22 Haziran 2013 Cumartesi

Benim babamın sana kötülük ettiğini gördüğümde ta küçük yaşta evimden kaçtım, senin gibi düşünmeyi öğrendim, yalnız kalmayı göze alıp evime sırtımı döndüm seninle arkadaşlık ettim, benim büyük ülkem sen oldun, senin okuduğun kitabı okudum, senin gittiğin filme gittim, senin dinlediğin türküyü dinledim, sen sokaklarda itiraz için yürüdüğünde yanında durdum elini tuttum, beni kendinizden biri saydığınızda rahat uyudum, her yerde seni savundum, bana ne aşağılayıcı isimler taktılar yine seni savundum, babamın sana yaptığı bütün haksızlıklara göğüs gerdim, sana en ufak bir şey yapıldığında karşı çıkmazsam kendimi ahlaksız saydım, senin bana duyduğun sevgiyle mutlu oldum, vatanım sen oldun, benim kalabalığım sen oldun.
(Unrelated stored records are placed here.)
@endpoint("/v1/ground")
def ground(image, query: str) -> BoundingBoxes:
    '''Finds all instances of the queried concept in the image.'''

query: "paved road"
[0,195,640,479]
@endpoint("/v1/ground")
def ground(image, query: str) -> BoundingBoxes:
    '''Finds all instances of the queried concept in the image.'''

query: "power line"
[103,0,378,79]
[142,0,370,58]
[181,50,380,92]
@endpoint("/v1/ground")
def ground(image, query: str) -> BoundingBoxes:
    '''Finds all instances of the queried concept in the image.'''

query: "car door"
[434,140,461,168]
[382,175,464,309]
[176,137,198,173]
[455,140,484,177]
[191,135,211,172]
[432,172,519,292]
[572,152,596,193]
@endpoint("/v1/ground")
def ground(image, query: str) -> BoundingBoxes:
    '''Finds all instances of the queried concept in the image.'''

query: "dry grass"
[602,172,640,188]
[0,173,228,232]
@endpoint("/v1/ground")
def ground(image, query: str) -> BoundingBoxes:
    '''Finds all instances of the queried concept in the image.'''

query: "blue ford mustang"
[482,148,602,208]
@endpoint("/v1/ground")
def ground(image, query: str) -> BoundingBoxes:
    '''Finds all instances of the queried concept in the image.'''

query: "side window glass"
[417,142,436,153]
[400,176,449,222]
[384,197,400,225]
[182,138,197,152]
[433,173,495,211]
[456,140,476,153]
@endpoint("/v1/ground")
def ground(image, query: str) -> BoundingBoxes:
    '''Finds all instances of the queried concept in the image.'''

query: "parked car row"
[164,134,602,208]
Sonra babam yaşlandı, güçten düştü, senin baban palazlandı, plütokrat oldu, benim çocukken terkettiğim o size komşu evde babasız büyüyen küçük kardeşime kötü davranır oldu, kardeşim sokağa çıktı, yok olmaya - yok edilmeye karşı çıktı, sırf “Ben de varım, buradayım” dediği için baban onu öldürmek istedi, mecaz olarak söylemiyorum, bayağı öldürmek istedi, ama bakıyorum sen şimdi plütokrat babanı savunuyorsun, canına kastetilenlere şimdi her türlü hakaret dolu sıfatı - eskinin ezileni, yeninin zalimi olarak - sen yakıştırıyorsun, yok olsa sevineceğini açıktan çekinmeden cihana duyuruyorsun. Şimdi Allah aşkına söyle, peki o çocuk senin günahsız oğlun olsaydı, onun ne yapmasını isterdin?